High up, to the left, is depicted Christ, who admonishes the observer and invites to meditate on the tragedy that is taking place in front of his eyes: “O TU CHE LEGGI PONCHURA AI COLPI DI // CHOSTEI CHOCISE ME CHESO SIGNIOR DI LEI” (You reader pay attention to the blow of the one who killed me, who am master of her) . Lower down on the left, the figures of four elderly and poor people are visible, in shabby clothes, longing for Death. Above this group, an inscription reads: “POI CHE PROSPERITA’ // CIA LASCIATI OMORTE //MEDICINA AOGNI PENA VIE(N) // CI ADARE OMAI LUTIMA CENA” (Since wealth left us, oh Death, medicine of every sorrow, come and give us the last supper). On the right are depicted two young men in train of hunting, unaware of the tragedy that is about to be consumed. In the centre of the fresco stands out the figure of Death on a black horse, armed with a bow, arrows and a tall scythe: the poor at its shoulders, it leans towards the group of young men.

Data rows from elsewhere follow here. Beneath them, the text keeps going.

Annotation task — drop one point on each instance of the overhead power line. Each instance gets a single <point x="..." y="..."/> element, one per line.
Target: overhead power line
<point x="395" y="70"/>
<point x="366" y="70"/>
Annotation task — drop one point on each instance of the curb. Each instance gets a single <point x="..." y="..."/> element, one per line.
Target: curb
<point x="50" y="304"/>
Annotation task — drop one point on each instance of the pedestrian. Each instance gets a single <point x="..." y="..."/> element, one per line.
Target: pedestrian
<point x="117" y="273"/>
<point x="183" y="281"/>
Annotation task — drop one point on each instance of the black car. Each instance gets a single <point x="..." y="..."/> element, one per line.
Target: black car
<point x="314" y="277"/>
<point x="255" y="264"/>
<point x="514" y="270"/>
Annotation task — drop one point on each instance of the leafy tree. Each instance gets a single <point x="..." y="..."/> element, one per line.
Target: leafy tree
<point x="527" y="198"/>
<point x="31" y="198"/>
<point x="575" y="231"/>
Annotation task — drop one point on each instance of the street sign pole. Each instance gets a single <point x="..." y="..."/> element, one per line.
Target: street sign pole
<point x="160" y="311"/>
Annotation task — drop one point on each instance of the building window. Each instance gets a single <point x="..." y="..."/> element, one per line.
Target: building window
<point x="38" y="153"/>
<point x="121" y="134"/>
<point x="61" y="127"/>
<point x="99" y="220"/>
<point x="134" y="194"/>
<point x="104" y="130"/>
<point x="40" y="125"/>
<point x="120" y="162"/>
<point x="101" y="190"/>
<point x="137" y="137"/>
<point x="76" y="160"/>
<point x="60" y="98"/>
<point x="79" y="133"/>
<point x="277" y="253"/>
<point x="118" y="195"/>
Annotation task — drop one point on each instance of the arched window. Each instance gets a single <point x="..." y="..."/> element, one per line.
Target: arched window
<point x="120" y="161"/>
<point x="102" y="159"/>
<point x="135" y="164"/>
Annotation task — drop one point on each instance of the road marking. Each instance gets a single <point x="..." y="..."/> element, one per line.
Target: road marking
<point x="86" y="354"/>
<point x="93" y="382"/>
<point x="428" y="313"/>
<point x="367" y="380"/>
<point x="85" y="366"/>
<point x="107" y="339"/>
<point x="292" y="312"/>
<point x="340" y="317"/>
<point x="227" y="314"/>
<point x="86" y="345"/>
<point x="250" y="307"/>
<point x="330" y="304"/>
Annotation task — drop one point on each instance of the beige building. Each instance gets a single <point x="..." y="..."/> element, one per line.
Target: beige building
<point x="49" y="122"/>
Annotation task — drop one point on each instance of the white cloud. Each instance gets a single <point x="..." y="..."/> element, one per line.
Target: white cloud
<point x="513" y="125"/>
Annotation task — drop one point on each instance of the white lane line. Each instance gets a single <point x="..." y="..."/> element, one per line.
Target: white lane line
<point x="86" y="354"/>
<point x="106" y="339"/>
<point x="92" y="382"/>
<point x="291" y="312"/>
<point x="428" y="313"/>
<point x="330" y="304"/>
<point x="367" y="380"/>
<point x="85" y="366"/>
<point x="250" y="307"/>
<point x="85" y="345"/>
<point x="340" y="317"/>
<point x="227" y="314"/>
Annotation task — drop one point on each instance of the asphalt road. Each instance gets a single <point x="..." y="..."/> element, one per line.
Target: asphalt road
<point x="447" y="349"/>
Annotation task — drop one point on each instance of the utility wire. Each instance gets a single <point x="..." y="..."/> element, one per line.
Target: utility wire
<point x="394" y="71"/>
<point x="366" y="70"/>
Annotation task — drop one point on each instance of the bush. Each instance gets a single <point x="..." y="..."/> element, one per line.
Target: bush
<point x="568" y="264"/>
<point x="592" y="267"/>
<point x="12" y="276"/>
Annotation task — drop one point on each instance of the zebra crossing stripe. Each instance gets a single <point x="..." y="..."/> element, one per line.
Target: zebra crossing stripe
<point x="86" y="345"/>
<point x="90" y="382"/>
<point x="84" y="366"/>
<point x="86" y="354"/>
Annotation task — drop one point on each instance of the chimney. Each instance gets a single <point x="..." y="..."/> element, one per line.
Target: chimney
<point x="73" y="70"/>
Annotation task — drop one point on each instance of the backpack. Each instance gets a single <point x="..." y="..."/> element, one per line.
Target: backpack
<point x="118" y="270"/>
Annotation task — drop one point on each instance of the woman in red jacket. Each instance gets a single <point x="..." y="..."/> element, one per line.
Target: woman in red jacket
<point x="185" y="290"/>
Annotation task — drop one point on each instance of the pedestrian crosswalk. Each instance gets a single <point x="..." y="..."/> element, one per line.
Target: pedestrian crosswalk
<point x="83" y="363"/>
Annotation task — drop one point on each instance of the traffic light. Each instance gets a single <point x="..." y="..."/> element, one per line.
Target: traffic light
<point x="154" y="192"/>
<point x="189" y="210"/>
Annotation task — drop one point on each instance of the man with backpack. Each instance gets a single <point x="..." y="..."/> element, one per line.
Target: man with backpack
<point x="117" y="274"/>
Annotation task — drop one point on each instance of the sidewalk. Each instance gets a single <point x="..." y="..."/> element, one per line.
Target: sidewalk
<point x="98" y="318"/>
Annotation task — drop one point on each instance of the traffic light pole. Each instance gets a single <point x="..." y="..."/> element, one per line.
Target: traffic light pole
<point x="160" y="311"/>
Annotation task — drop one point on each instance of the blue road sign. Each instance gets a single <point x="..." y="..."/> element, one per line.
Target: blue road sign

Finally, two other things in the church deserve a remark: the Virgin of Crespignano, a 14th century wooden statue and the Organ, now placed in the counter-façade in a wooden choir of the baroque epoch. Built during the second decade of the 16th century, it is one of the oldest functioning organs of Italy.
The monastic complex, which has undergone considerable alterations along the centuries, rises on the right side of the church. The 14th century cloister was completely closed up in order to host a weaving school, active from the middle of the 18th century until the last century. The late 17th century frescoes by Antonio Taddei from Verona are by now extremely deteriorated.

La Chiesa della Santissima Annunziata

The Church of the Misericordia constituted the oratory of the company of the SS. Annunziata, one of the oldest religious congregations established in Lucignano. This oratory was not included in the general abolition of monastic bodies and orders enforced by Grand Duke Leopoldo thanks to the population, which installed there first the Compagnia di Carità and then the present day Venerabile Arciconfraternità di Misericordia whose coat of arms is engraved above the door.
The high altar made of carved and gilded wood occupies the whole back wall including eight paintings of the late 16th century Tuscan school.

Two glazed terracotta statues have also been placed on the side walls: the Angel of the Annunciation and the Madonna of the Annunciation by artists of the della Robbia school. A Museum of Charity was recently set up in the sacristy. In it are displayed numerous pieces of furniture, garments, and furnishings of the Confraternity which for centuries has been engaged in charitable services in favor of the population of Lucignano.